(1) A county’s financial obligation for each certified resident who qualifies as an indigent patient under this part, and who has received treatment at an out-of-county hospital, shall not exceed 45 days per county fiscal year at a rate of payment equivalent to 100 percent of the per diem reimbursement rate currently in effect for the out-of-county hospital under the medical assistance program for the needy under Title XIX of the Social Security Act, as amended, except that those counties that are at their 10-mill cap on October 1, 1991, shall reimburse hospitals for such services at not less than 80 percent of the hospital Medicaid per diem. However, nothing in this section shall preclude a hospital that has a formal signed agreement with a county to treat such county’s indigents from negotiating a higher or lower per diem rate with the county. No county shall be required to pay more than the equivalent of $4 per capita in the county’s fiscal year. The agency shall calculate and certify to each county by March 1 of each year, the maximum amount the county may be required to pay by multiplying the most recent official state population estimate for the total population of the county by $4 per capita. Each county shall certify to the agency within 60 days after the end of the county’s fiscal year, or upon reaching the $4 per capita threshold, should that occur before the end of the fiscal year, the amount of reimbursement it paid to all out-of-county hospitals under this part. The maximum amount a county may be required to pay to out-of-county hospitals for care provided to qualified indigent residents may be reduced by up to one-half, provided that the amount not paid has or is being spent for in-county hospital care provided to qualified indigent residents.

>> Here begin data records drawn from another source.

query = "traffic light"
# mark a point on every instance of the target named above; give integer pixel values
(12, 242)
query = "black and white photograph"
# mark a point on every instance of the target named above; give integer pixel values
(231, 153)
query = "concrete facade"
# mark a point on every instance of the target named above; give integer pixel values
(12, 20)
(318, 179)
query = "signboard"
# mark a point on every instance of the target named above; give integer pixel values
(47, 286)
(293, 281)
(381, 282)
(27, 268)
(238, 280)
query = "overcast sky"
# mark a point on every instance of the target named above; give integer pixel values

(2) No county shall be required to pay for any elective or nonemergency admissions or services at an out-of-county hospital for a qualified indigent who is a certified resident of the county if the county provides funding for such services and the services are available at a local hospital in the county where the indigent resides; or the out-of-county hospital has not obtained prior written authorization and approval for such hospital admission or service, provided that the resident county has established a procedure to authorize and approve such admissions.

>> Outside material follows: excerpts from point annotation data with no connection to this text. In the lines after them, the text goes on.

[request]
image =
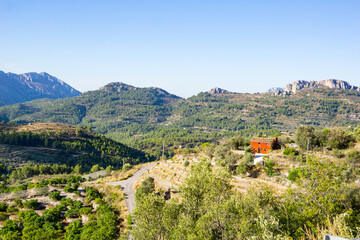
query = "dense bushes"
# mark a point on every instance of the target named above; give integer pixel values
(209, 209)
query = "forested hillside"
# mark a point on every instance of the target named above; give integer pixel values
(146, 118)
(62, 144)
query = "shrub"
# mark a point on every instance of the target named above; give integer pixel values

(3) For the purpose of computing the maximum amount that a county having a population of 100,000 or less may be required to pay, the agency must reduce the official state population estimates by the number of inmates and patients residing in the county in institutions operated by the Federal Government, the Department of Corrections, the Department of Health, or the Department of Children and Families, and by the number of active-duty military personnel residing in the county, all of whom shall not be considered residents of the county. However, a county is entitled to receive the benefit of such a reduction in estimated population figures only if the county accepts as valid and true, and does not require any reverification of, the documentation of financial eligibility and county residency which is provided to it by the participating hospital or regional referral hospital. The participating hospital or regional referral hospital must provide documentation that is complete and in the form required by s. 154.3105.
(4) The county where the indigent resides shall, in all instances, be liable for the cost of treatment provided to a qualified indigent patient at an out-of-county hospital for any emergency medical condition which will deteriorate from failure to provide such treatment if such condition is determined and documented by the attending physician to be of an emergency nature; provided that the patient has been certified to be a resident of such county pursuant to s. 154.309.
(5) No county shall be liable for payment for treatment of a qualified indigent who is a certified resident and has received services at an out-of-county participating hospital or regional referral hospital, until such time as that hospital has documented to the agency and the agency has determined that it has met its charity care obligation based on the most recent audited actual experience.
History.—s. 5, ch. 77-455; s. 9, ch. 88-294; s. 5, ch. 90-295; s. 2, ch. 91-173; s. 5, ch. 98-191; s. 1, ch. 2001-222; s. 38, ch. 2014-19.